Look at the the following code:

namespace ch = std::chrono;
namespace mp = boost::multiprecision;
constexpr static unsigned long long int num = 3555;

// mp_factorial uses boost/multiprecision/cpp_int, so I get legit results

    ch::steady_clock::time_point s1 = ch::steady_clock::now();
    auto fu1 = std::async(std::launch::async, mp_factorial, num);
    auto fu2 = std::async(std::launch::async, mp_factorial, num);
    auto fu3 = std::async(std::launch::async, mp_factorial, num);
    auto fu4 = std::async(std::launch::async, mp_factorial, num);
    fu1.get(); fu2.get(); fu3.get(); fu4.get();
    ch::steady_clock::time_point e1 = ch::steady_clock::now();

    ch::steady_clock::time_point s2 = ch::steady_clock::now();
    mp_factorial(num);
    mp_factorial(num);
    mp_factorial(num);
    mp_factorial(num);
    ch::steady_clock::time_point e2 = ch::steady_clock::now();

    auto t1 = ch::duration_cast<ch::microseconds>(e1 - s1).count();
    auto t2 = ch::duration_cast<ch::microseconds>(e2 - s2).count();

    cout << t1 << " " << t2 << endl;

I get results like:

11756 20317

Thats roughly 2 times faster. I've also tried this with huge numbers, like num = 355555. I got really similar results:

177462588 346575062

Why is this the case? I'm perfectly aware of Amdahl's law, and that a multicored processor isn't always number_of_cores times faster, but when I have independent operations, I'd expect better results. At least something near number_of_cores.


Update:

As you can see, all threads are working as expected, so this is not the issue:

Workload of threads

Battlement answered 15/7, 2015 at 22:46 Comment(10)
Do you really have four cores? Or just two cores with four hyperthreads? (As e.g. the Intel i3).Offcolor
Also: Did you check that the 4 function calls in the sequential test aren't inlined?Cognac
@BaummitAugen Yes. I've tested it on an i7-4700MQ. 4 cores, 8 hyperthreads.Battlement
It depends on the efficiency of the operating-system’s scheduler. Other programs and background tasks will be assigned to the cores and get quanta from some but not all of the cores that the threads are using and users have very little control over that; it’s difficult to force the OS to dedicate a core entirely to a thread from a program (setting affinities only locks a thread to a core, it doesn't block other processes from using it).Seminary
@DanielJour I didn't. How can I explicitly forbid inlining? Haven't really thought about that, these numbers get huge quickly, like 5 MB-s of memory. But still, copying 5 MB-s in a DDR3 RAM isn't really comparable to calculating it IMO.Battlement
@DanielJour I mean this whole thing takes like 2 minutes. Thats not comparable to copying roughly 5 MB-s in memory.Battlement
Even if you have 4 cores, you only have 1 RAM. If the algorithm isn't running from L1 cache you may be getting contention that limits the total throughput.Udelle
Do you see it using 4 different cores? This question was saying he only say the threads running on one core...Duro
Use a function pointer and assign it in a volatile environment: bool volatile yes = true; if (yes) { fnptr = mp_factorial; } else { fnptr = dummyfn; } fnptr(num); // 3 more times. Though I'd be surprised if that were the only cause.Cognac
Is mp_factorial doing dynamic allocation? If so, the threads are not really acting independently.Typecase
K
16

The problem here is that you certainly have some large lumpy numbers, which do not fit in the L1 and L2 caches of your processor, meaning that the processor sits and twiddles its little ALU fingers whilst the memory controller is jumping all over the place trying to read a little bit of memory for each processor.

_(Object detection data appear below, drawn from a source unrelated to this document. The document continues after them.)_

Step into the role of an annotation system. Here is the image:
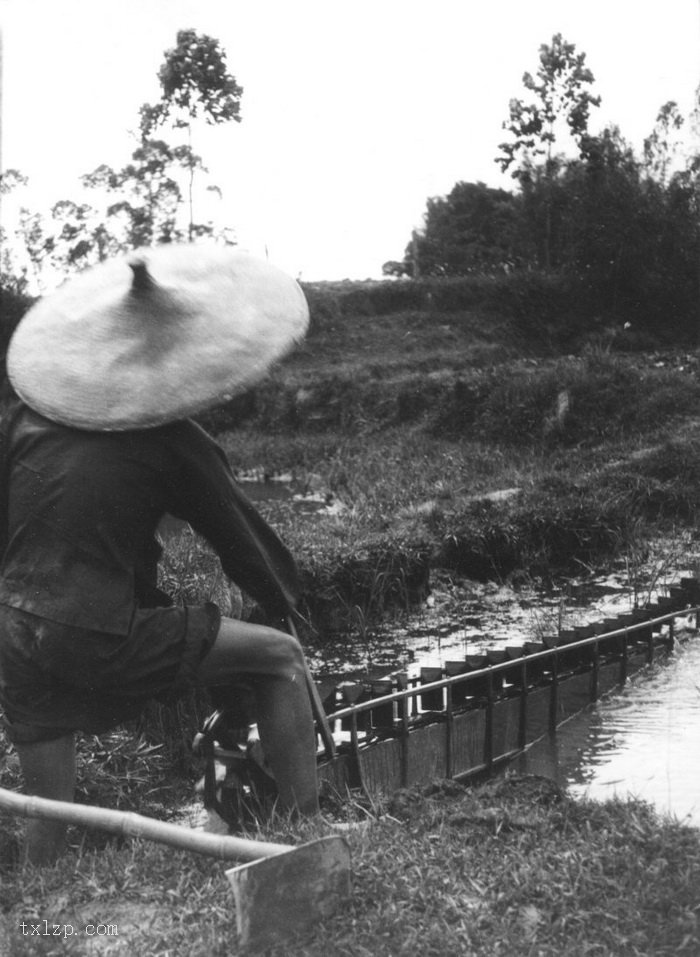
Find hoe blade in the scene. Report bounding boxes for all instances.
[226,836,350,945]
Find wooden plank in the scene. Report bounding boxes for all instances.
[407,723,447,787]
[493,697,520,761]
[526,687,550,744]
[555,671,592,725]
[359,738,401,796]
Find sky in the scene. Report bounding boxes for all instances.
[0,0,700,281]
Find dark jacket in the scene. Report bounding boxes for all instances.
[0,401,299,634]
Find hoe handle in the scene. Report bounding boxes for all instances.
[0,788,293,861]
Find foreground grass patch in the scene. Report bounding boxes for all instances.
[1,776,700,957]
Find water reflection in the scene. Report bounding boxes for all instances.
[517,637,700,826]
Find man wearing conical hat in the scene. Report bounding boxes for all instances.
[0,246,318,863]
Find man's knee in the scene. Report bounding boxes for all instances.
[200,618,304,684]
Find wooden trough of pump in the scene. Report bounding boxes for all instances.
[319,579,700,796]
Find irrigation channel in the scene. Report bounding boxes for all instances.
[165,481,700,826]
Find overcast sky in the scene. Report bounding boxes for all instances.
[0,0,700,279]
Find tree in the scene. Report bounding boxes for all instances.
[496,33,600,269]
[644,100,685,184]
[404,182,518,276]
[140,30,243,240]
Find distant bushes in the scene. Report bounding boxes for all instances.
[433,356,700,445]
[302,272,581,338]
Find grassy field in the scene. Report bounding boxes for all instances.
[0,276,700,957]
[0,756,700,957]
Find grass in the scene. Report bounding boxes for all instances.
[0,283,700,957]
[0,764,700,957]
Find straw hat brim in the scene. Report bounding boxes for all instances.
[7,245,309,431]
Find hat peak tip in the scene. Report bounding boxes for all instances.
[129,256,155,292]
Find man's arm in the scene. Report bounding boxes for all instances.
[167,423,301,620]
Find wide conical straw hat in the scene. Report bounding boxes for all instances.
[7,244,309,431]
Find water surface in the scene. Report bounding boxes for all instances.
[516,637,700,826]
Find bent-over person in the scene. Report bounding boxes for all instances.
[0,246,318,863]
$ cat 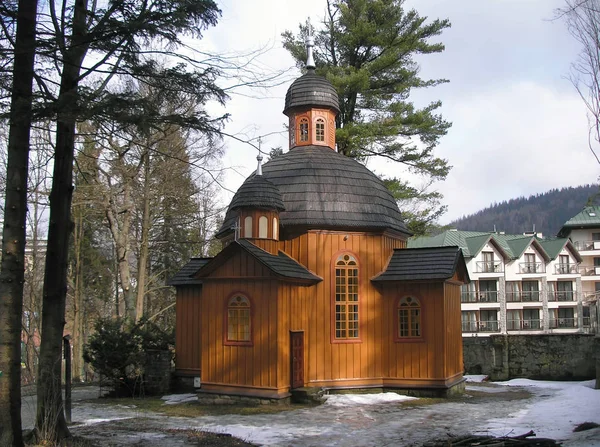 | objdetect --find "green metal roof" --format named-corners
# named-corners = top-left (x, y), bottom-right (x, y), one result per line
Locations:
top-left (407, 230), bottom-right (550, 260)
top-left (558, 206), bottom-right (600, 237)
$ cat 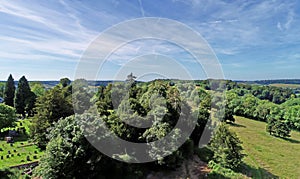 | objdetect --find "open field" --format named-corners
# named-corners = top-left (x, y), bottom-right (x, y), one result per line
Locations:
top-left (269, 83), bottom-right (300, 89)
top-left (0, 119), bottom-right (43, 168)
top-left (230, 116), bottom-right (300, 178)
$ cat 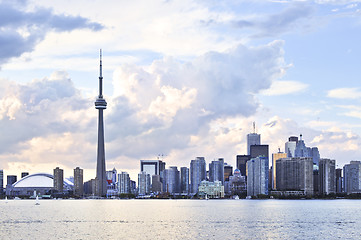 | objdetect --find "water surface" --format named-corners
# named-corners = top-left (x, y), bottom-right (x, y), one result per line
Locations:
top-left (0, 199), bottom-right (361, 240)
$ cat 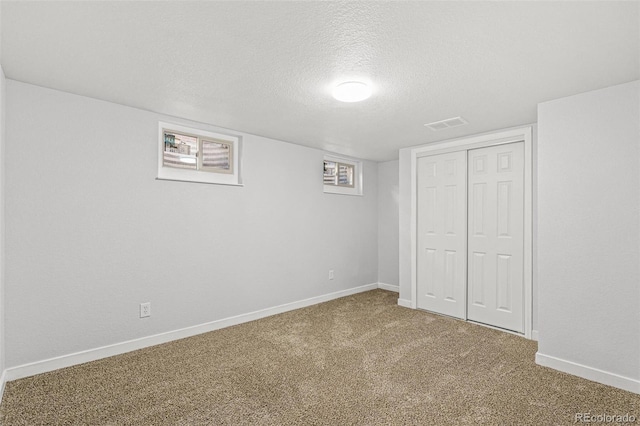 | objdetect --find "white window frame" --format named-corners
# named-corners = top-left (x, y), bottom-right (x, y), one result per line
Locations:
top-left (322, 154), bottom-right (362, 195)
top-left (157, 122), bottom-right (242, 186)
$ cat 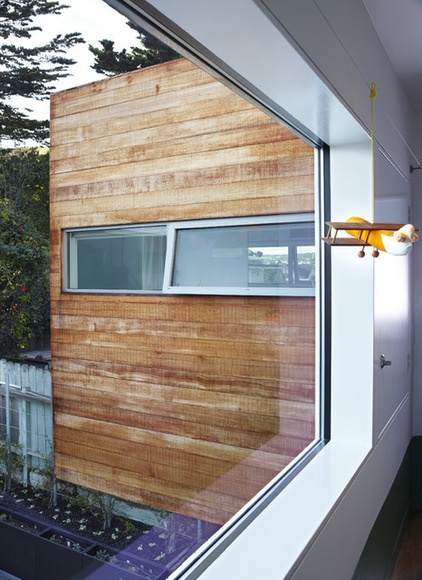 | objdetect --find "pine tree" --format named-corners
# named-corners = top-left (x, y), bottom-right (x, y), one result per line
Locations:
top-left (89, 22), bottom-right (180, 76)
top-left (0, 0), bottom-right (84, 142)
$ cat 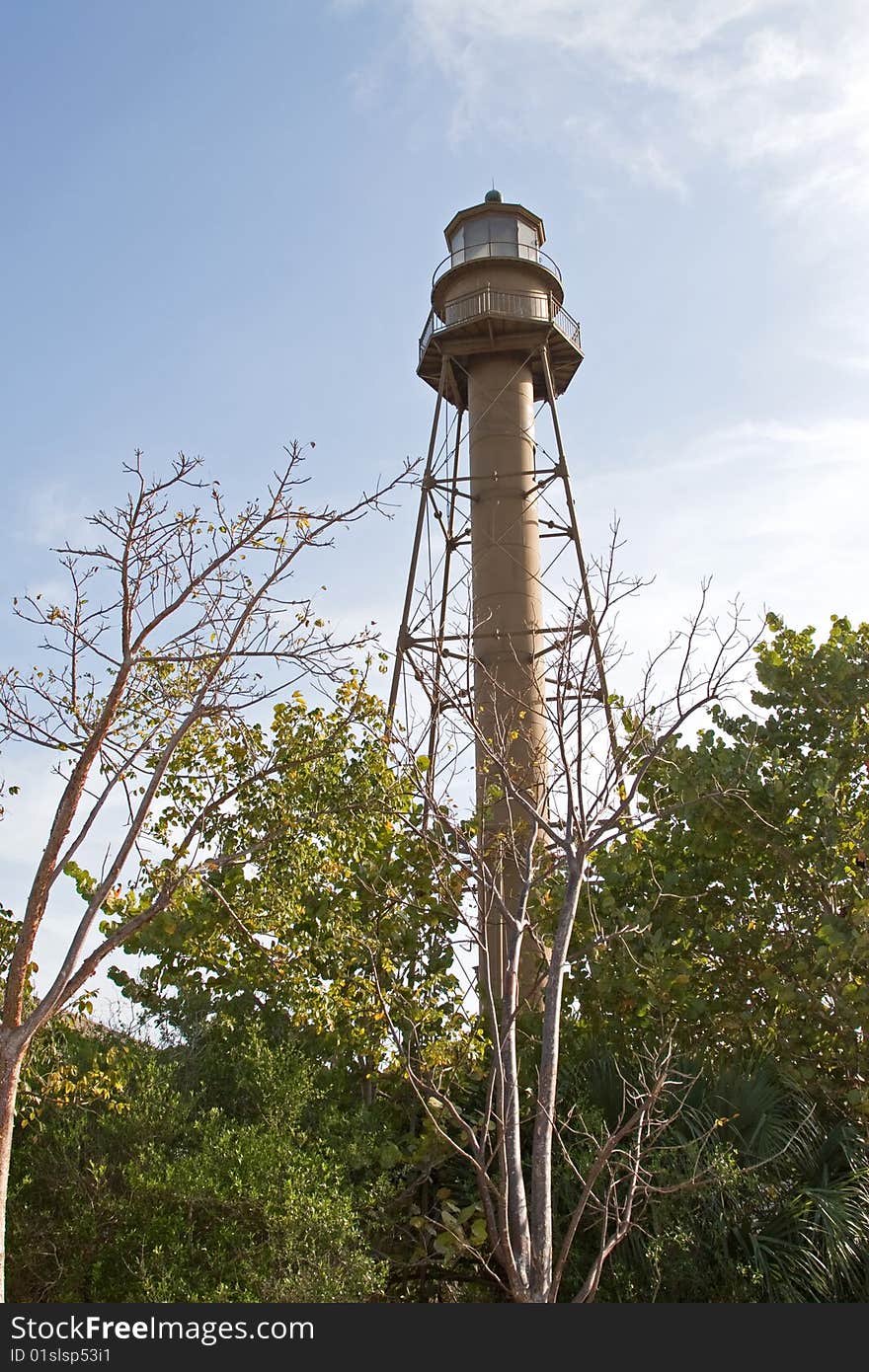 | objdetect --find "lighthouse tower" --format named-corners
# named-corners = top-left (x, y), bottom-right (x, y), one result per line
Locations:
top-left (390, 190), bottom-right (612, 1003)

When you run in ONE thread, that one thread is will at least largely only work on three different memory regions (a = b * c, reading from b and c, writing to a).

When you do 4 threads, you have four different a = b * c; with three different streams of data each, leading to both more thrashing of caches, the memory controller and the "open pages" [pages here are a DRAM term, nothing to do with MMU pages, but you may also find that TLB misses are a factor as well].

So you get better performance from running more threads, but not 4x because of the large amount of data being consumed and produced by each thread, the memory interface is the bottle-neck. Other than getting a machine with a more efficient memory interface [and that may not be so easy], there's nothing much you can do about this - just accept that for this particular case, memory is more of a limiting factor than the calculation.

The ideal example for solving with multithreading are those that require a lot of calculation, but doesn't use very much memory. I have a simple prime number calculator and one that calculates "weird numbers", both give almost exactly Nx performance improvement when run on N cores [but would I start using these for numbers that are many times larger than 64-bits, it would stop giving the same benefit]

Edit: There's also the possibility of:

  • some function(s) that your code calls a lot are locking/blocking the other threads [possibly in a busy-wait fashion, if the implementation expects short wait-times, as calling the OS to wait a few dozen clock-cycles is pointless] - things like new and malloc and their freeing counterparts are plausible candidates.
  • True of false sharing - data is being shared between CPU-cores causing cache-content being sent back and forth between processors. Particularly small shared arrays that are accessed [and updated] from each thread can cause this to go wrong, even if the updates are done locklessly and with atomic operations.

The term "false" sharing is used when you have something like this

 // Some global array. 
 int array[MAX_THREADS];
 ....
 // some function that updates the global array
 int my_id = thread_id();
 array[my_id]++;

Although each thread has it's own array entry, the same cache-line is bounced from one CPU to the other. I once had a SMP (before multi-core) dhrystone benchmark that ran at 0.7x the performance of one processor when running on 2 processors - because ONE of the commonly accessed data-items was stored as an int array[MAX_THREADS]. This is of course a rather extreme example...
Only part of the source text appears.